Penganugerahan penghargaan kepada Si Penyair Gila merupakan kebanggaan bagi dunia sastra kota Banjarbaru juga Kalimantan Selatan, kebahagiaan atas kesungguhan dan ketulusan dalam menapaki jalan semangat berkarya yang memberikan keteladanan kepada urang banua atas kebudayaan sendiri dengan tetap menghargai kebudayaan lainnya.

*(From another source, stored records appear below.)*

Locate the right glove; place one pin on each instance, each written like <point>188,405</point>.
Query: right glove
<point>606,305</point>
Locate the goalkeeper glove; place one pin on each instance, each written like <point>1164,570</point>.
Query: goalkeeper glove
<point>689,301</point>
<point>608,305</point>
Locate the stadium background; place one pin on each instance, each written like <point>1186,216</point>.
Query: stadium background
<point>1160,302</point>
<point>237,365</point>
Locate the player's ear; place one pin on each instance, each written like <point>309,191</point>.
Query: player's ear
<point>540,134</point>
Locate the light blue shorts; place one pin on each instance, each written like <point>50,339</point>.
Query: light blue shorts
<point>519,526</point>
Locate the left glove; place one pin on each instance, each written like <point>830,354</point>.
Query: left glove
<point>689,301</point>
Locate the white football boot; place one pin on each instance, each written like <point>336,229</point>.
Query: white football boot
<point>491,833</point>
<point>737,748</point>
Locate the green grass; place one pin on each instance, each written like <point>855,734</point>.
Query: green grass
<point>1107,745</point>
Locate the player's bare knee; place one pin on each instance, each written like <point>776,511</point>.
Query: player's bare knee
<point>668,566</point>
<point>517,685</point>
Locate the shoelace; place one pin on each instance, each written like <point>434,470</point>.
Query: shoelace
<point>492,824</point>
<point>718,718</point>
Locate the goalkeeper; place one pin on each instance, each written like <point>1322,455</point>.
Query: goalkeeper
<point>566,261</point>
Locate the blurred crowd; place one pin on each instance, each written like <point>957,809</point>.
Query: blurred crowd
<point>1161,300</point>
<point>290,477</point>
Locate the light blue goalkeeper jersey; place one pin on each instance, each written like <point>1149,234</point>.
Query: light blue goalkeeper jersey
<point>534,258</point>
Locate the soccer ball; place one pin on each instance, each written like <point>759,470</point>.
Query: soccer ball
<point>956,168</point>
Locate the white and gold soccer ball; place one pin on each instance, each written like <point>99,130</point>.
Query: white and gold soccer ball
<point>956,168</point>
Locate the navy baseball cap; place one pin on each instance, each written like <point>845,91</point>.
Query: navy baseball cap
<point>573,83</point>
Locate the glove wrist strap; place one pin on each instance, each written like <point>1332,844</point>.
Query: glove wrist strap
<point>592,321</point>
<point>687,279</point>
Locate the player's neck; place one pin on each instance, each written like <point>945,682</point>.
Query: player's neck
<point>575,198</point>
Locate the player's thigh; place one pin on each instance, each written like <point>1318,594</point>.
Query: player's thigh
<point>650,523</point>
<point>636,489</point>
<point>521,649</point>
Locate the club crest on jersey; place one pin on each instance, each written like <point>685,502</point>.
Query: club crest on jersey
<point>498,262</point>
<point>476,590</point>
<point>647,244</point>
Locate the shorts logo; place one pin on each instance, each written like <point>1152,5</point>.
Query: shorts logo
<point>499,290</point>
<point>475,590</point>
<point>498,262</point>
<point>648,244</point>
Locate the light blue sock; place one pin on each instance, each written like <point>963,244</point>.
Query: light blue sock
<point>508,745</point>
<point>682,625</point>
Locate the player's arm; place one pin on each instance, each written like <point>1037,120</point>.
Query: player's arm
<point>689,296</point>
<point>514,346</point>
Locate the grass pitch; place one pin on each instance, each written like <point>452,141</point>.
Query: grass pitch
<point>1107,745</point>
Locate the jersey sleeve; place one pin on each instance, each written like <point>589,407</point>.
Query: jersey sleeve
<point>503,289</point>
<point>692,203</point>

Sebagaimana status facebook di atas yang mengunduh kegundahan cintanya pada kota Banjarbaru, begitu juga dengan kegelisahannya pada keadaan banua yang tercermin dari beberapa puisi-puisinya, sebenarnya Si Penyair Gila sedang berbagi makna dan mencoba mengetuk pintu kebaikan yang ada pada setiap orang untuk menjadi terbuka dan melakukan tidakan yang bermakna dan sadar. Dalam puisi Cermin Akhir Tahun yang ada dalam buku Antologi Puisi Anggur Duka (KSSB, 2009) karya beliau berikut: Hanya itu yang mampu terucapkan, semuanya luluh di matamu/bulan yang tinggal seiris diamdiam bergegas ke rerumpun ilalang menumpahkan/anggurdukanya, nampak harapan tumbuhnya berbagi makna dalam kebahagiaan dan kedukaan.